Installation took me a while as the two bolts that hold the side stand on (which are threaded in from the underside middle of the bike) were a bit of a sod to move. They had yellow threadlock on and a lot of chain muck similar to what you find under the front sprocket. This first stage took me 5 times longer than the rest of the install put together. I'm not the most mechnically minded member of this forum though.

Here's a picture with the side stand removed. The side stand fixes into the two holes under the gear lever. The stand is still connected by the switch cable and is laying on top of the footpegs.



The bar shown below fits onto the exhaust hanger on this side of the bike and into the two sidestand holes on the other side. There are longer replacement side stand bolts to ensure the stand is still bolted on by the same length of thread as previously.

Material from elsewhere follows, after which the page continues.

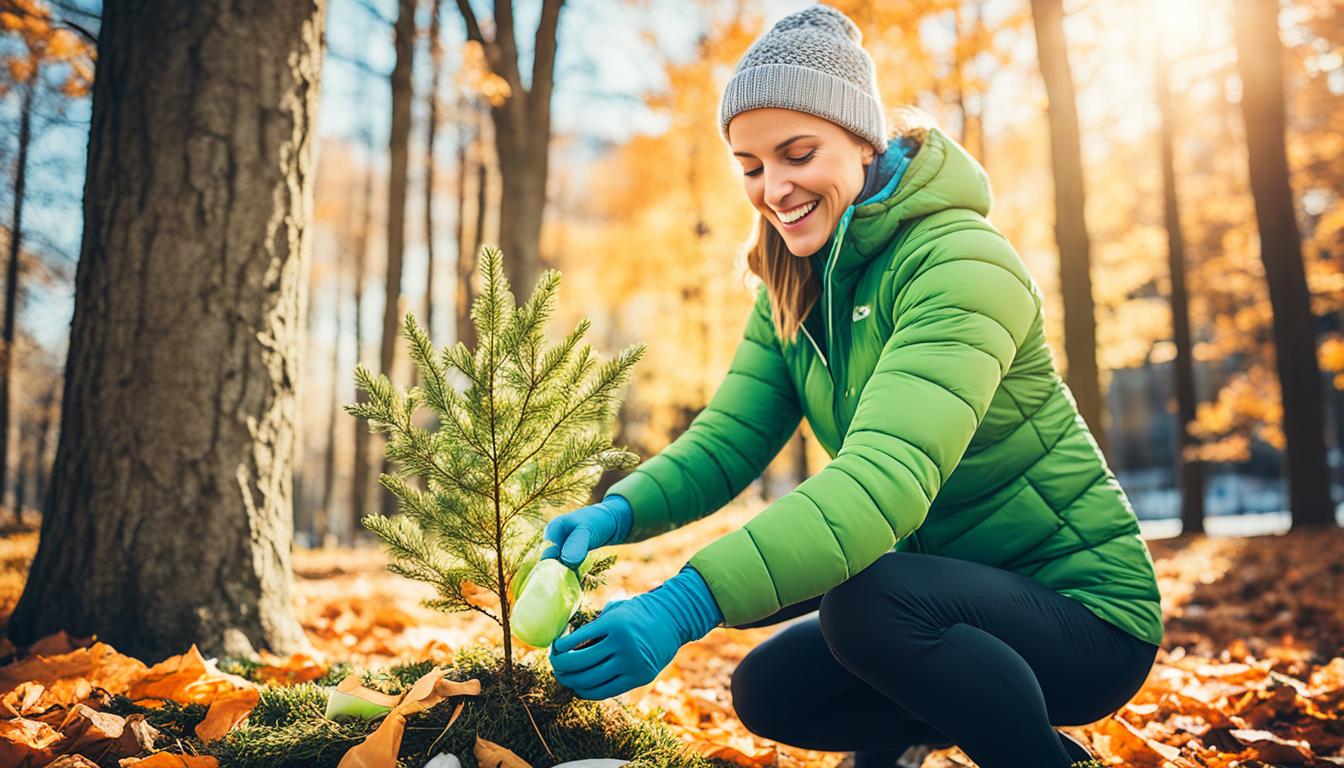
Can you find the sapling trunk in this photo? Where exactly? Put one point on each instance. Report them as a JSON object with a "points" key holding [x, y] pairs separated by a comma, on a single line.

The front bracket goes on a long bolt right through a hole that is already there in the Engine casing, so that's easy, with nothing to remove first. The plate screws up from the underside through four bolts.





3. Real World Testing (how did it perform)
It will be a while before I can comment on this. I did take it down a byway tonight, but it was relatively flat and uneventful. I have clobbered the bottom of the bike down there before, just not today. It came home with some mud on and with a few leaves in it, so I tried.

It's definitely solid, well made, with thick metal and M8 and M12 fittings.

The small size does mean that the oil filter will come out easily. I believe some skid plates fit specific engine bars too, but this one doesn't touch the bars, so can fit with any bars you may have.

4. Specs & Other noteworthy facts
4mm thick and powder coated. It's available in black and silver colours.

5. Tester's Opinion (summary)
It's solid and it covers all the fragile bits. I hope I don't have to test it too often.

6. Star Rating
 :star: :star: :star:
Only three from me. It's smaller than many other available makes and although it's well built and strong, it just looks small (so minus one star). The other star is lost because of the hopeless instructions.
Tall, Dark and Handsome (In 1987) - Just tall now !!